Detalhes bibliográficos
Ano de defesa: 2008
Autor(a) principal: Khaled Junior, Salah Hassan
Orientador(a): Não Informado pela instituição
Banca de defesa: Não Informado pela instituição
Tipo de documento: Dissertação
Tipo de acesso: Acesso aberto
Idioma: por
Instituição de defesa: Pontifícia Universidade Católica do Rio Grande do Sul
Faculdade de Direito
BR
PUCRS
Programa de Pós-Graduação em Ciências Criminais
Programa de Pós-Graduação: Não Informado pela instituição
Departamento: Não Informado pela instituição
País: Não Informado pela instituição
Palavras-chave em Português:
Link de acesso: http://tede2.pucrs.br/tede2/handle/tede/4780
Resumo: O objetivo desta pesquisa é analisar a questão da ambição de verdade no processo penal. Mais especificamente, o enfoque é o problema colocado pelo núcleo de saber do processo penal. Portanto, procura verificar os limites inerentes ao ritual judiciário: como este instrumento jurídico se relaciona com a dimensão de poder e quais são suas possibilidades de verdade, face aos problemas colocados pela passeidade, pelo rastro, pela interpretação e pela narrativa. Neste sentido, se propõe a discutir a dimensão de saber do processo penal a partir dos referenciais do direito, da historiografia, da hermenêutica e da complexidade e incerteza, procurando romper com uma concepção de verdade dogmática e totalitária (aletheia), que animada por uma hybris, preserva o sistema inquisitório, a partir da noção de verdade real. Sendo assim, opõe aos excessos do substancialismo e do decisionismo, outra concepção de verdade: uma verdade problemática (veritas), apta a limitar o poder, a reconhecer a diferença, a não simplificar a complexidade do objeto em questão, ou seja, a ambição de verdade no processo penal.
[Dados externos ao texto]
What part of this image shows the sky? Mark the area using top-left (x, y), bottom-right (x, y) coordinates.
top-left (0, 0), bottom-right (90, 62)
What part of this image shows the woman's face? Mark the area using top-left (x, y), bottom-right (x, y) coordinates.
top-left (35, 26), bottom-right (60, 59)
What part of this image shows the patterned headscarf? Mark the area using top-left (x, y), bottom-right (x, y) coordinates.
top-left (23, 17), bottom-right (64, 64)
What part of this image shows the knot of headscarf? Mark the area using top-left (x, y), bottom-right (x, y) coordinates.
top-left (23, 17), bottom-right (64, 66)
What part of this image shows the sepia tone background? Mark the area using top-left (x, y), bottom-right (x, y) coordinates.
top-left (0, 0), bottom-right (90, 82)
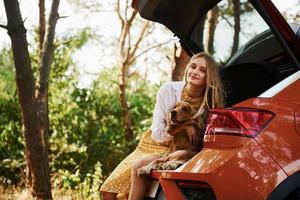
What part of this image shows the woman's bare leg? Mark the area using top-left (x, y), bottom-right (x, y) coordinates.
top-left (101, 191), bottom-right (117, 200)
top-left (128, 155), bottom-right (160, 200)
Neste sentido, trata-se de uma concepção de verdade onde a dinâmica do pharmakon assume condição de antídoto contra a arbitrariedade do poder punitivo, possibilitando uma nova abertura potencialmente capaz de concretizar o sistema acusatório em definitivo. É com esta conotação que é proposta a verossimilhança como o regime de verdade mais adequado ao processo penal. Logo, trata-se de investigar o processo enquanto estrutura cognitiva (na sua dimensão de saber, de teorias, métodos e procedimentos), no que se refere à sua forma (contraditório que culmina em uma narrativa, onde incide sua dimensão de poder) e nas suas funções (seu papel na vida pública, ou seja, o modelo de justiça a que adere, o que influencia a sua estrutura cognitiva). Enfim, tudo isto com uma finalidade concreta: repensar o saber para limitar o poder. A pesquisa adere à área de concentração do PPG em Ciências Criminais da PUCRS (Sistema Penal e Violência), bem como à linha de pesquisa Sistemas Jurídico-Penais Contemporâneos.